Ну, уж нет, так не пойдет. Хлопнула по выключателю, и в комнате моментально воцарился мрак.
— Эй, Лесма, ты чего? Я пиво не вижу! — пробасил Кир, возмутившись.
— Одно слово, ведьма, — буркнул Отто, будто диагноз поставил, — Совсем уже от скуки с ума сходит.
Я снова включила свет, довольная тем, что наконец безраздельно завладела их вниманием.
— Потише, ребят, вы мне читать мешаете, — сказала уже совершенно спокойно. Помолчала и ласково добавила, — А то пульт в окно выкину, как вы телефоны.
Они
— Садись с нами лучше, рыжая, — хмыкнул Кир, двигаясь на диване и похлопав по освободившемуся месту рядом с собой, — Пиво будешь?

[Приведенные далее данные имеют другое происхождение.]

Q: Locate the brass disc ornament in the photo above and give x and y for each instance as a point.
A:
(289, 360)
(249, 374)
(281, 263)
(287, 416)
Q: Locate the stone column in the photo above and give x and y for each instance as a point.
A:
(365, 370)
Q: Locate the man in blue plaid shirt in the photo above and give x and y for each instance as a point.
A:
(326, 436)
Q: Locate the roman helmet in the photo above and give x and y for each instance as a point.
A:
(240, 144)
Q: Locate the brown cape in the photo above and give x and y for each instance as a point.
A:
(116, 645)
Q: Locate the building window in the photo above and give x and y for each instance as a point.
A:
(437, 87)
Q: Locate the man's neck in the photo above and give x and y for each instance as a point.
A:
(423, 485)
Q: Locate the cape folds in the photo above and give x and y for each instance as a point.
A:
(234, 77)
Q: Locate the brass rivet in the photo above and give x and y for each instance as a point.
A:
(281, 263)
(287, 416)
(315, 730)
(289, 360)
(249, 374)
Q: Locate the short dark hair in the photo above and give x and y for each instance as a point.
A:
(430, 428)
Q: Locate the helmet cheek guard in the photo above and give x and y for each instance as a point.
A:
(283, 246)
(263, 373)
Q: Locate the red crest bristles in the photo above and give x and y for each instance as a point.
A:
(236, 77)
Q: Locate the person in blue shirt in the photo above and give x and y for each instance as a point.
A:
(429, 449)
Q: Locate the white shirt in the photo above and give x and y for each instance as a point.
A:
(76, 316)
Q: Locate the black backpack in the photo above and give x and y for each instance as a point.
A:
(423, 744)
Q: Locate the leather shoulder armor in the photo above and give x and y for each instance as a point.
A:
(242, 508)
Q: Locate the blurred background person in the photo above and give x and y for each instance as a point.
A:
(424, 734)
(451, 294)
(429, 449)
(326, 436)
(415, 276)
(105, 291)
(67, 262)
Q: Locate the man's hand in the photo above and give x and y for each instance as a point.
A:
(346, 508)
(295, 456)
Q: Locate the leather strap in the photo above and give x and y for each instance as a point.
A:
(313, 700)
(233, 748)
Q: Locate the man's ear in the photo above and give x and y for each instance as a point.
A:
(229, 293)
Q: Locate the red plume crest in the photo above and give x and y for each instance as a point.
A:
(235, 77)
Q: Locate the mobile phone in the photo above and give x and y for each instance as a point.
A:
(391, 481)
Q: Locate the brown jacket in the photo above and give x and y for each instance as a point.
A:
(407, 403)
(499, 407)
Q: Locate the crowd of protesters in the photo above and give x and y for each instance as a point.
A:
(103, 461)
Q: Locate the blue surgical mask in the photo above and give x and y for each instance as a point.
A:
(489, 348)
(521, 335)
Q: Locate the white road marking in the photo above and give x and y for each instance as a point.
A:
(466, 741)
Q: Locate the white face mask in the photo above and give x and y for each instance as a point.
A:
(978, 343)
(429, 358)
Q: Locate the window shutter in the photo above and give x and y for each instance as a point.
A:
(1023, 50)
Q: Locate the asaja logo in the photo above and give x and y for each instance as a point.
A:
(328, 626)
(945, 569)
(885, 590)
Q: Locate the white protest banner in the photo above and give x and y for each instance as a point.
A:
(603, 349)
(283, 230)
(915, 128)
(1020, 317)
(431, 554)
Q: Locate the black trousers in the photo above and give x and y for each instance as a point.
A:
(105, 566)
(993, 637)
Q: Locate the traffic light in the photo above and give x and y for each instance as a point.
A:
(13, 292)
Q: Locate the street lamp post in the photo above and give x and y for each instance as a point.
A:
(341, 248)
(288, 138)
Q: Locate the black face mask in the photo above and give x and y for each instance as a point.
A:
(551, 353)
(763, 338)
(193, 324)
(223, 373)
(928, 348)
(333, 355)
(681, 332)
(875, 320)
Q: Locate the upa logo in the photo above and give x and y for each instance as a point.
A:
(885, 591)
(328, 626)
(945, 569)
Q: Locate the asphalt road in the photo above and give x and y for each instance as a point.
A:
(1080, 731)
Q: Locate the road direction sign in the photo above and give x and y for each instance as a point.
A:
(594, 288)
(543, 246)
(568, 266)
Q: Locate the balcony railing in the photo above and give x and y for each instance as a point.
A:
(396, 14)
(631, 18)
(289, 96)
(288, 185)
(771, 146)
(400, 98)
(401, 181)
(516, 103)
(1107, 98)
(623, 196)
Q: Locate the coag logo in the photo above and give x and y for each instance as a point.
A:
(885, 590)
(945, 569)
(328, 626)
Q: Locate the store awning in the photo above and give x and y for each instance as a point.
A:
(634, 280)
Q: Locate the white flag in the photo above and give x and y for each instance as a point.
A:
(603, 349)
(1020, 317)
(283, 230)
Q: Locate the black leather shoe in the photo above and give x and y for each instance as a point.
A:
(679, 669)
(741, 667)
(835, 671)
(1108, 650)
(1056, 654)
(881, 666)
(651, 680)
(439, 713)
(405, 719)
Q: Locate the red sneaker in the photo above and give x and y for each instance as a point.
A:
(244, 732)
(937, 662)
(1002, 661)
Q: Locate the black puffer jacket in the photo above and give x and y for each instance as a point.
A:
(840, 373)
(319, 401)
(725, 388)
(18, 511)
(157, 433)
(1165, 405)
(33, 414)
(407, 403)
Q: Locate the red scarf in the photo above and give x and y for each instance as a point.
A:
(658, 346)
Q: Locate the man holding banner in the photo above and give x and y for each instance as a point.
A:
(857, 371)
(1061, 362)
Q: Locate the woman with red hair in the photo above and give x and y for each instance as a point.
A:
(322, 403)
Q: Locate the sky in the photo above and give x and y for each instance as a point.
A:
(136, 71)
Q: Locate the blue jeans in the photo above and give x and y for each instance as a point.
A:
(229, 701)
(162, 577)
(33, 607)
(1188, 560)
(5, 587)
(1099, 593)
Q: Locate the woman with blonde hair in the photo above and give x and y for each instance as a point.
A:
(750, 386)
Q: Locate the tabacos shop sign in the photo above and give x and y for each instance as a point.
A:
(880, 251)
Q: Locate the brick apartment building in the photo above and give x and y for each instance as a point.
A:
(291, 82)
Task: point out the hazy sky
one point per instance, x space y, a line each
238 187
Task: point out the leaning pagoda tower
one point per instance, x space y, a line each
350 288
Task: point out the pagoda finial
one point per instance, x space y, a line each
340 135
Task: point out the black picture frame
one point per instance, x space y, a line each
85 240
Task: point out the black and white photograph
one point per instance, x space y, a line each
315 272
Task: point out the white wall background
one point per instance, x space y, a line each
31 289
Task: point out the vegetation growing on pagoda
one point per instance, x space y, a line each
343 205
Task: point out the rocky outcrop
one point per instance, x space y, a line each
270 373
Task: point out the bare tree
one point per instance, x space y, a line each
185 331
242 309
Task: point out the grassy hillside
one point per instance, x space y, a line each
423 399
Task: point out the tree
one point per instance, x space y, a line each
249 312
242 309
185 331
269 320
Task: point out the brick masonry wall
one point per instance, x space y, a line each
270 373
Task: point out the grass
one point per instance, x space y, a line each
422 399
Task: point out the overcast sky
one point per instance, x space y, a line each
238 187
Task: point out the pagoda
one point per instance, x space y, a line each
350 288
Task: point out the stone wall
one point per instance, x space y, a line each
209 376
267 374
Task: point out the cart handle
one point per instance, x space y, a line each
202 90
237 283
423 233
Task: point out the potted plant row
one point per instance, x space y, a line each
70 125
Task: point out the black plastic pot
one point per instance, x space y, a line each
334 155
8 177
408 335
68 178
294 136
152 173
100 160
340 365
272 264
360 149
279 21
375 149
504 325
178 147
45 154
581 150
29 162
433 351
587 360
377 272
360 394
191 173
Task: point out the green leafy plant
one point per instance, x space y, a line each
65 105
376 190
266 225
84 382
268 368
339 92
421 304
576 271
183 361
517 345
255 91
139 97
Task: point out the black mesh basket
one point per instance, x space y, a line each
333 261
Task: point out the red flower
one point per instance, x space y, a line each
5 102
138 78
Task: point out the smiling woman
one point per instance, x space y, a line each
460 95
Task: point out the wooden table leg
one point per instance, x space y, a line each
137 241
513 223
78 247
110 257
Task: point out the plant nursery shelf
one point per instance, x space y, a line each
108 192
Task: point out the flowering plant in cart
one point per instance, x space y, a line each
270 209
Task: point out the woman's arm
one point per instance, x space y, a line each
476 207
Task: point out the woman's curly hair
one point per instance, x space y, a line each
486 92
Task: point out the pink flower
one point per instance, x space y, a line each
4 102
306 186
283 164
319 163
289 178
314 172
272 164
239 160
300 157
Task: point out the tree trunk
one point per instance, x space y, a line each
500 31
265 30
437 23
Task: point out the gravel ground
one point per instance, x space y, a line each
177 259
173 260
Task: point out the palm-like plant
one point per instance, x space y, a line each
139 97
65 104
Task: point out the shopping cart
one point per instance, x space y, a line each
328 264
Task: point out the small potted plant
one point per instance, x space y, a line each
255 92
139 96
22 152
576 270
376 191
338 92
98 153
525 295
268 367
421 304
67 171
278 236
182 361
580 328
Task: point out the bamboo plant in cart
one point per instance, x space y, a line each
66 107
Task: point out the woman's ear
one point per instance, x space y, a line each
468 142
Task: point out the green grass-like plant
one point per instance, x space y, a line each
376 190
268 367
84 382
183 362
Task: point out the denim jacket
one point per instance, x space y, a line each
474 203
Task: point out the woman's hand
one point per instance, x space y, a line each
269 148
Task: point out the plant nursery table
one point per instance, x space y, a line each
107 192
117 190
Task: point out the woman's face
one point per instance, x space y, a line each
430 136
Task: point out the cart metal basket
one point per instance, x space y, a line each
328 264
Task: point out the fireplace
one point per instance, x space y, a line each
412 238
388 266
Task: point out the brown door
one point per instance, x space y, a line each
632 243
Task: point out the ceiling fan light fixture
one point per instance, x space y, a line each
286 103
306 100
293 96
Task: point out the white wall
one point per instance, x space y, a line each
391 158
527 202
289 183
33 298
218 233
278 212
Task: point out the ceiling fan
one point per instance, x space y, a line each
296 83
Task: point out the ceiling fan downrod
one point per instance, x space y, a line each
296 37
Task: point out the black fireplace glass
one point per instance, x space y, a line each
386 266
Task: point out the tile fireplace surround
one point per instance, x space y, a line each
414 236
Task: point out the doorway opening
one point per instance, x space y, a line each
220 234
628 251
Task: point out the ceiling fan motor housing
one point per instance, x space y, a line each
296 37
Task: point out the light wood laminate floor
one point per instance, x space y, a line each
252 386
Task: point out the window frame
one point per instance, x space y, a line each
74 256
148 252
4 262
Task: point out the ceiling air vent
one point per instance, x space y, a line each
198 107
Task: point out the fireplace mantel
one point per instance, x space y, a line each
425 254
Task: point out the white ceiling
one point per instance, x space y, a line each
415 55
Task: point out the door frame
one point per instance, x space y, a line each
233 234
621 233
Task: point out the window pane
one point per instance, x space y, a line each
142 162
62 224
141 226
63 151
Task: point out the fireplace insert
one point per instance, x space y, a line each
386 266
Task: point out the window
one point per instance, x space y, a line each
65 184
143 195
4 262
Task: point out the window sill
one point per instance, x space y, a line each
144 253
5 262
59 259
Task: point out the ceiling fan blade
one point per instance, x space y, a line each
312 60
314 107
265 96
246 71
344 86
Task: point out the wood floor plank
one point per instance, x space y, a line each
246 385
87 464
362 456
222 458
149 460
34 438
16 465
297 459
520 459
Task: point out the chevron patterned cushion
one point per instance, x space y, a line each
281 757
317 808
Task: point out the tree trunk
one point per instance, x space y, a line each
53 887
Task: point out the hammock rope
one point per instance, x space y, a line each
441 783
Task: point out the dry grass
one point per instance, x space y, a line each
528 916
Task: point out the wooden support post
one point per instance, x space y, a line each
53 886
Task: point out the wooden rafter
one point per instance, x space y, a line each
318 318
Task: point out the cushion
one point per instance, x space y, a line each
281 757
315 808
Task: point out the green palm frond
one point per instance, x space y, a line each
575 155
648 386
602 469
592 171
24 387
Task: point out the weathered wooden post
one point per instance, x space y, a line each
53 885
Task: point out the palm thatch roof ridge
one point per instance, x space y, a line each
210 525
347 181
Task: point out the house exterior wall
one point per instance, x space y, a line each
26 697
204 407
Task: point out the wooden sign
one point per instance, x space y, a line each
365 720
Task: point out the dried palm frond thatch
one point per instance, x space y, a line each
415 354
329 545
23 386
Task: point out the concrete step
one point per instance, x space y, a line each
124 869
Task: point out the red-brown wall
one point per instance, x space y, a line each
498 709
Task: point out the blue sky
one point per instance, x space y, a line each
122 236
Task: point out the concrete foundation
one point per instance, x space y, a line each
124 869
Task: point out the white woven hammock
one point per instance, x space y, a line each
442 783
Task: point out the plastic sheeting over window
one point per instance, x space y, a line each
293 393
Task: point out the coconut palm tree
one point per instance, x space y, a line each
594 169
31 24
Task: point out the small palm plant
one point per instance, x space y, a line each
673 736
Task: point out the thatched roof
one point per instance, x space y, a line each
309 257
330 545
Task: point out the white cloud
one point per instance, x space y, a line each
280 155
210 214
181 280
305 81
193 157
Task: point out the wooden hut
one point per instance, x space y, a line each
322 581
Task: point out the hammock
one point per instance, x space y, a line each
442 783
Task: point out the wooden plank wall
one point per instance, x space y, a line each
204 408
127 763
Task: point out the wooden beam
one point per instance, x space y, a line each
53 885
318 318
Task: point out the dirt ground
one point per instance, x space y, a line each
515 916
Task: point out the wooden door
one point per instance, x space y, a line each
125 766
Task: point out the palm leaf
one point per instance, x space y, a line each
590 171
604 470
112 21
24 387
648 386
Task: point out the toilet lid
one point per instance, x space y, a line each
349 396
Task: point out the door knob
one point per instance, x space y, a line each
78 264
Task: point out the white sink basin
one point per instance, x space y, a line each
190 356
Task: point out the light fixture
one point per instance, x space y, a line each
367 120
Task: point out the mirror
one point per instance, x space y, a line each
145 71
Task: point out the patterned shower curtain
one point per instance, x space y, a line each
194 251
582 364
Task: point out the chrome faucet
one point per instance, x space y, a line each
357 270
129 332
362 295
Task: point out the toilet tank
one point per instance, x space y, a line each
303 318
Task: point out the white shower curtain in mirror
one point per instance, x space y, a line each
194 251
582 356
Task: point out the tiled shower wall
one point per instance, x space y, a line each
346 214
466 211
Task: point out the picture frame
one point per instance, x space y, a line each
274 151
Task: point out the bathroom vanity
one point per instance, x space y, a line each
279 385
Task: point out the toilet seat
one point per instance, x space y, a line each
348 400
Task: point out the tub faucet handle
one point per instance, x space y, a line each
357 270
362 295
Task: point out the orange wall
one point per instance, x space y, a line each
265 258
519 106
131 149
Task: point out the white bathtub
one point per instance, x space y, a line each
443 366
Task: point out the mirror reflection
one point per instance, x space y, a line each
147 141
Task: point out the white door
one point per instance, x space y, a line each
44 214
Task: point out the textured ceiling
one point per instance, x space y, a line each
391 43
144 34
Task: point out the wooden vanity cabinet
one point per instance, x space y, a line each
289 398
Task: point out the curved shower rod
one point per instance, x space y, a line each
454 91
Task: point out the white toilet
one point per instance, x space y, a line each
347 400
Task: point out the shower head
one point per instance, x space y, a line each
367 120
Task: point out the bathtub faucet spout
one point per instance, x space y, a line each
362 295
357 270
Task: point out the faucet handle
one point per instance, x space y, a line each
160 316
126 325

Мы пиццу заказали. Принесут сейчас. С пеперони.
Я уж было хотела отказаться, мотнула головой, но, передумав, направилась к дивану. Ненавижу футбол, но они же позавчера смотрели со мной «Гордость и предубеждение». Так что все честно.
— Так и за кого болеть: за красненьких или за синеньких? — горестный вздох вырвался сам собой.
Волки опять заржали. Отто протянул мне открытое пиво.
— Как ты их! Только про правила не спрашивай.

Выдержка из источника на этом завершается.